< Psalmen 115 >
1 Niet ons, o Jahweh, niet ons, Maar uw Naam geef eer om uw goedheid en trouw!
Not to us, LORD, not to us, but to your name be the glory, for your loving kindness and for your faithfulness.
2 Waarom zouden de heidenen zeggen: "Waar is toch hun God?"
Why should the nations say, "Where is their God, now?"
3 De God van òns is in de hemel, En Hij doet wat Hij wil;
But our God is in the heavens. He does whatever he pleases.
4 Doch hùn goden zijn maar zilver en goud, Door mensenhanden gemaakt.
Their idols are silver and gold, the work of men's hands.
5 Ze hebben een mond, maar kunnen niet spreken; Ogen, maar kunnen niet zien;
They have mouths, but they do not speak. They have eyes, but they do not see.
6 Oren, maar kunnen niet horen; Een neus, maar kunnen niet ruiken.
They have ears, but they do not hear. They have noses, but they do not smell.
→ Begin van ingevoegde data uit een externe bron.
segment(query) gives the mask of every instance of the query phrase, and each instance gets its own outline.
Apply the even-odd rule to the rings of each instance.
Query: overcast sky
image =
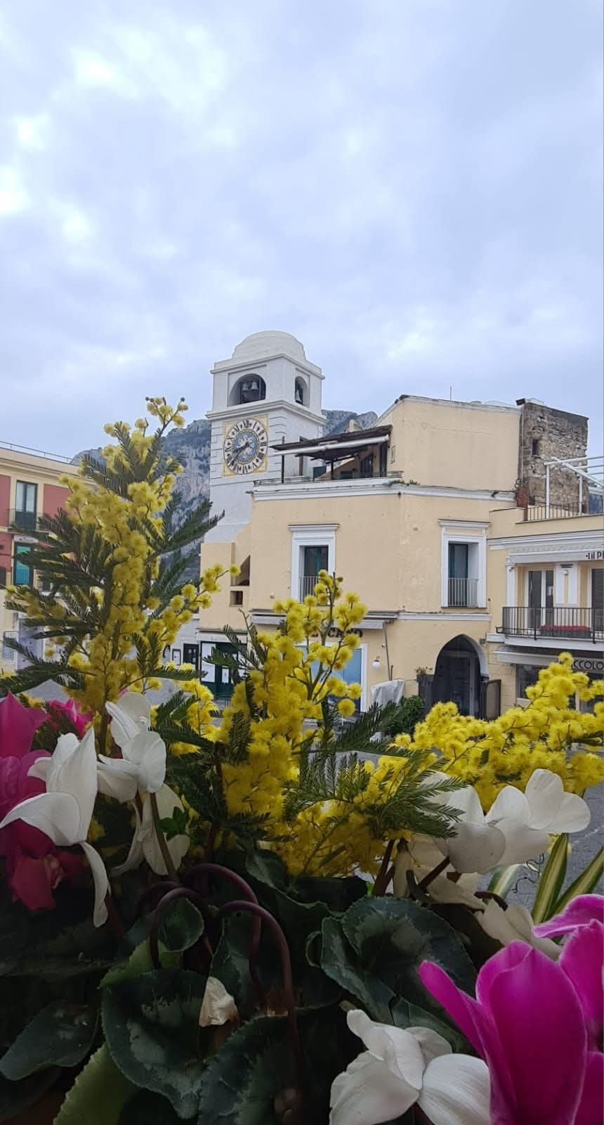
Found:
[[[589,414],[602,449],[602,0],[8,0],[0,439],[210,405],[262,328],[323,405]]]

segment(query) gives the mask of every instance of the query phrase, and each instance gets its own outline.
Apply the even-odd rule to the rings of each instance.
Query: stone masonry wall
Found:
[[[587,452],[587,418],[567,414],[542,403],[527,399],[522,405],[519,449],[519,490],[529,503],[546,503],[546,461],[556,457],[570,459]],[[571,510],[578,507],[578,477],[568,469],[550,469],[550,503]],[[587,504],[587,488],[583,489]],[[587,511],[587,507],[585,508]]]

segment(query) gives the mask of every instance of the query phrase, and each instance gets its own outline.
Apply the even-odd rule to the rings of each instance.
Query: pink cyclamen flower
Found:
[[[11,694],[0,700],[0,820],[16,804],[45,791],[44,781],[28,772],[38,758],[49,757],[46,750],[30,750],[35,731],[46,720],[39,708],[24,706]],[[83,866],[80,856],[56,848],[45,832],[22,820],[0,829],[0,855],[12,897],[29,910],[51,910],[54,888]]]
[[[77,738],[82,738],[86,727],[92,722],[92,716],[80,711],[74,700],[49,700],[46,703],[46,712],[53,727],[56,726],[54,719],[58,719],[61,716],[68,719]]]
[[[47,714],[37,706],[24,706],[10,692],[0,700],[0,758],[21,758]]]
[[[579,935],[576,935],[578,937]],[[591,1050],[589,1018],[602,945],[593,936],[555,962],[512,942],[483,965],[476,999],[431,962],[420,976],[491,1074],[492,1125],[598,1125],[604,1055]],[[578,958],[585,964],[579,971]]]
[[[588,926],[592,921],[604,924],[604,897],[578,894],[561,914],[534,926],[533,933],[538,937],[561,937],[564,934],[573,934],[577,926]]]

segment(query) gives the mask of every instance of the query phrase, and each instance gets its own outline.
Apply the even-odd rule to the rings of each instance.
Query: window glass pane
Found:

7 Hun handen kunnen niet tasten, Hun voeten niet gaan; Ze geven geen geluid met hun keel, En hebben geen adem in hun mond.
They have hands, but they do not feel. They have feet, but they do not walk, neither do they speak through their throat.
8 Aan hen worden gelijk, die ze maken, En allen, die er op hopen!
Those who make them will be like them; yes, everyone who trusts in them.
9 Maar Israël blijft op Jahweh vertrouwen: Hij is hun hulp en hun schild;
Israel, trust in the LORD. He is their help and their shield.
10 Het huis van Aäron blijft op Jahweh vertrouwen: Hij is hun hulp en hun schild;
House of Aaron, trust in the LORD. He is their help and their shield.
11 Die Jahweh vrezen, blijven op Jahweh vertrouwen: Hij is hun hulp en hun schild!
You who fear the LORD, trust in the LORD. He is their help and their shield.
12 En Jahweh zal ons gedenken, Ons zijn zegen verlenen: Het huis van Israël zegenen, Het huis van Aäron zegenen,
The LORD remembers us. He will bless us. He will bless the house of Israel. He will bless the house of Aaron.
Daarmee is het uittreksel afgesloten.